At this point, only three offensive players rank among the team's top 10 cap hits in 2021: Stanley ($15.25 million), tight end Nick Boyle ($7.83 million) and fullback Patrick Ricard ($3.98 million).

The big money doled out by the Ravens on free agents (and trade acquisitions) have been tilted to defense recently with cornerback Marcus Peters, defensive end Calais Campbell, pass-rusher Yannick Ngakoue and safety Earl Thomas, who has since been cut. Baltimore will need to fill the void at outside linebacker this offseason, whether it's adding a free agent or re-signing someone like Matthew Judon, Tyus Bowser or Pernell McPhee, but it's not like last year when the Ravens wanted to revamp their defensive front seven.

The free-agent focus this year for the Ravens should be on offense. So, let's take a look at the positions of need for Baltimore:

Wide receiver: It's tantalizing to think how much Jackson would improve if paired with a free-agent prize like Allen Robinson II or Kenny Golladay. But DeCosta tempered expectations when he said it's not all about getting a No. 1 wide receiver. Pro Football Focus predicted Baltimore would sign second-tier receivers Sammy Watkins and A.J. Green. Whatever the move, the Ravens know they need to do more than they did last year, when their biggest veteran signing at wide receiver was Bryant.
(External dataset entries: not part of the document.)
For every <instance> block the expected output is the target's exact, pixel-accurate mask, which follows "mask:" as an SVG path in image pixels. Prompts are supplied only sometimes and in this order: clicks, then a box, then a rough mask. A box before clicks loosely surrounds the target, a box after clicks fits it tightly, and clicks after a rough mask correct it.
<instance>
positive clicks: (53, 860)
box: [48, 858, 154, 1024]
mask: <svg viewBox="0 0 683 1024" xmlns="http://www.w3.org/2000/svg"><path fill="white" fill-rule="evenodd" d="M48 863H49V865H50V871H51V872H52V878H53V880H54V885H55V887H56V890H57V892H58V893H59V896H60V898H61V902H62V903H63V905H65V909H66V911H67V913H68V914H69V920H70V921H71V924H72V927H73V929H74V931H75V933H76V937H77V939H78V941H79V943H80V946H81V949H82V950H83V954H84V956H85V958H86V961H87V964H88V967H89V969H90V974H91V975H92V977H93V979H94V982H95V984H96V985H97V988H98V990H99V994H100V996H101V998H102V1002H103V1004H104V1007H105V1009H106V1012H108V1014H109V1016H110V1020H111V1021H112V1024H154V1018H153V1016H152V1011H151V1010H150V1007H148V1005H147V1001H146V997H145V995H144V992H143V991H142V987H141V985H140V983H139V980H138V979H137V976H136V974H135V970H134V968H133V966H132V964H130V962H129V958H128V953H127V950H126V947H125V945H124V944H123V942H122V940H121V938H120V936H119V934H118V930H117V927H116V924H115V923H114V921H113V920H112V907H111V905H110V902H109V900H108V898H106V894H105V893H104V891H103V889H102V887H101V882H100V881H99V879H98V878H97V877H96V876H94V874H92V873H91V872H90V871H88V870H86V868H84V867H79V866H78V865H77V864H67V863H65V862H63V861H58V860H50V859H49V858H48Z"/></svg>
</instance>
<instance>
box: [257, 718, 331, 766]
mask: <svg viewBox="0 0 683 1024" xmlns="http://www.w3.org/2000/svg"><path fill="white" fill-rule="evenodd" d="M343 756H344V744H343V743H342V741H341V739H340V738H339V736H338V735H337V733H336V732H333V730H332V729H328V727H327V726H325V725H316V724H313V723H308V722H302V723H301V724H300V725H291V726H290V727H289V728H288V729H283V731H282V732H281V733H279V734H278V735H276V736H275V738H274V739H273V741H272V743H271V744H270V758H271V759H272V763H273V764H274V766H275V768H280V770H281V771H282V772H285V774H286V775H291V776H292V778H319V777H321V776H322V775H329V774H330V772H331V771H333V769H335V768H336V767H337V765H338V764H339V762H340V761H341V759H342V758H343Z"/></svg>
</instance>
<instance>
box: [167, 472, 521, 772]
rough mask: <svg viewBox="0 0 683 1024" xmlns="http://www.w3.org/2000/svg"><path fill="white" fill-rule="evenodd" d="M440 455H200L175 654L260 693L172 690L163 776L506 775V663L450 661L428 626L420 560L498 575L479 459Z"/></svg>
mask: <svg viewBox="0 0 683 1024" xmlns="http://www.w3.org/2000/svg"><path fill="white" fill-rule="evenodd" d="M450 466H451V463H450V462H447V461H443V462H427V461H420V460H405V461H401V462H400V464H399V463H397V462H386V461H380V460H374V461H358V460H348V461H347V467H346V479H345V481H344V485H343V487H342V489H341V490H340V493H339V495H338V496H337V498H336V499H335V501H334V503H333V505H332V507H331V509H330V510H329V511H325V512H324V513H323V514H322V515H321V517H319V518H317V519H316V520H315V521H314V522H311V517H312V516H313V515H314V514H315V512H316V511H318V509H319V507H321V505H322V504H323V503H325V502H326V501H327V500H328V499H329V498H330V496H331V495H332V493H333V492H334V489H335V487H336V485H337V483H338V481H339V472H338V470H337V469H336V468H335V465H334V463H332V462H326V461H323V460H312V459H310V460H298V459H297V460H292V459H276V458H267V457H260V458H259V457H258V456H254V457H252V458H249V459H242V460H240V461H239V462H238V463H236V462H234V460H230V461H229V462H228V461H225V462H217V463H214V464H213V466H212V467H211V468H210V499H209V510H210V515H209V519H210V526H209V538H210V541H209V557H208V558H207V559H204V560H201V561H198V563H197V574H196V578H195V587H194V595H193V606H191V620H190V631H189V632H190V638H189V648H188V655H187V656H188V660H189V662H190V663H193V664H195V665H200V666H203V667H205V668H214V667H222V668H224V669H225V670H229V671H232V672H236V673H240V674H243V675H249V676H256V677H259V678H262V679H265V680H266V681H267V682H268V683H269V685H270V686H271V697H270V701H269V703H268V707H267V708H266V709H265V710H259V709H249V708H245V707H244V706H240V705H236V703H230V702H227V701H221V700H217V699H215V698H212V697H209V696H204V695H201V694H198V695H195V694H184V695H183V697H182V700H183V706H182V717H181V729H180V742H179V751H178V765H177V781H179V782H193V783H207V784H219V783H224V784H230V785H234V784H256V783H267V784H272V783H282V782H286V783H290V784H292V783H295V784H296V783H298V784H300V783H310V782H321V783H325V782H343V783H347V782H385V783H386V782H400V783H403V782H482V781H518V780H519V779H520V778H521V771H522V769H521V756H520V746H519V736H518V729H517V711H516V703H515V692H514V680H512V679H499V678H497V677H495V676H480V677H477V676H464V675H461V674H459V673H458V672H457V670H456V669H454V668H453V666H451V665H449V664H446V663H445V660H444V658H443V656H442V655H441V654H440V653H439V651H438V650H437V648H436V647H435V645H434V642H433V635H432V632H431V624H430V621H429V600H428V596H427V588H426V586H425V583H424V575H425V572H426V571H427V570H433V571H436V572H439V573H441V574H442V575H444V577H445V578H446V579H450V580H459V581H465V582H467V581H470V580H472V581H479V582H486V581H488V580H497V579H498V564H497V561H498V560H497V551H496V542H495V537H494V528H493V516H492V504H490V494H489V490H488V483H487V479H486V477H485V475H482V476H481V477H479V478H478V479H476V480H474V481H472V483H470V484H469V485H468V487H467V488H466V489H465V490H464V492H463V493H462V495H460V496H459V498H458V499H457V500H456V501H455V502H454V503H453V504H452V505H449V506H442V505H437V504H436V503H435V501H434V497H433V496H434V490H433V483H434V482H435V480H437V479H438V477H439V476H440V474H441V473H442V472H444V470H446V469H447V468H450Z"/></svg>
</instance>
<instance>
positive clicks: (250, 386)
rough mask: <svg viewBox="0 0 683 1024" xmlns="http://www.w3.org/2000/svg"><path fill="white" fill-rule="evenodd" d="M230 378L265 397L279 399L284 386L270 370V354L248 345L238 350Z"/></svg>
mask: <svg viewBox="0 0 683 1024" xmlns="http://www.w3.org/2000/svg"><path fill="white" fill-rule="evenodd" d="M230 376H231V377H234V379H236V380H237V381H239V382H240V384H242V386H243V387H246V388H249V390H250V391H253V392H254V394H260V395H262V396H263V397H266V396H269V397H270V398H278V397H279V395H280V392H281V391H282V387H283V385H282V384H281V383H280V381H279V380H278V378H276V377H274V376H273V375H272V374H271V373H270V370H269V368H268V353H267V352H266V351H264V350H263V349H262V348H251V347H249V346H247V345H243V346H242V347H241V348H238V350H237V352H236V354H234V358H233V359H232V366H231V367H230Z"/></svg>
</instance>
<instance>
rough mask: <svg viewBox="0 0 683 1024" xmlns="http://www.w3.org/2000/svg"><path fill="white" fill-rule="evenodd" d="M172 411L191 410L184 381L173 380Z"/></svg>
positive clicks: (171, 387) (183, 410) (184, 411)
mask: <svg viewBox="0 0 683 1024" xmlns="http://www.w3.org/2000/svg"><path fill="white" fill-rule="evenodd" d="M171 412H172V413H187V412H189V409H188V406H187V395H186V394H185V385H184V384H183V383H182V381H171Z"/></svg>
Guard: The Ravens didn't bring in an experienced blocker to replace Marshal Yanda, an eight-time Pro Bowl lineman who retired last year. Baltimore can rectify that this year by signing Joe Thuney, a two-time Super Bowl champion with the Patriots who is considered one of the top guard available. Kevin Zeitler, a former first-round pick, could become available if he gets cut by the Giants. If the Ravens don't want to splurge, they can go with Tyre Phillips at guard, but the 2020 third-round pick struggled to stay healthy as a rookie.

Center: Baltimore hasn't spent money at center since Matt Birk retired after the 2012 Super Bowl season, but this position has drawn plenty of attention after the errant snaps of Matt Skura and Patrick Mekari proved costly. Corey Linsley, the top center in free agency, is expected to stay in Green Bay. One intriguing option is the Falcons' Alex Mack, if he doesn't retire. He was drafted in the first round in 2009, when Ravens director of player personnel George Kokinis was the Browns GM.

Tight end: The Ravens should look for another pass-catching tight end behind Andrews. But this feels like a position that the Ravens will address in the middle rounds of the draft. If the price is right, Baltimore can add a low-cost insurance policy in the Colts' Trey Burton or the Cardinals' Dan Arnold.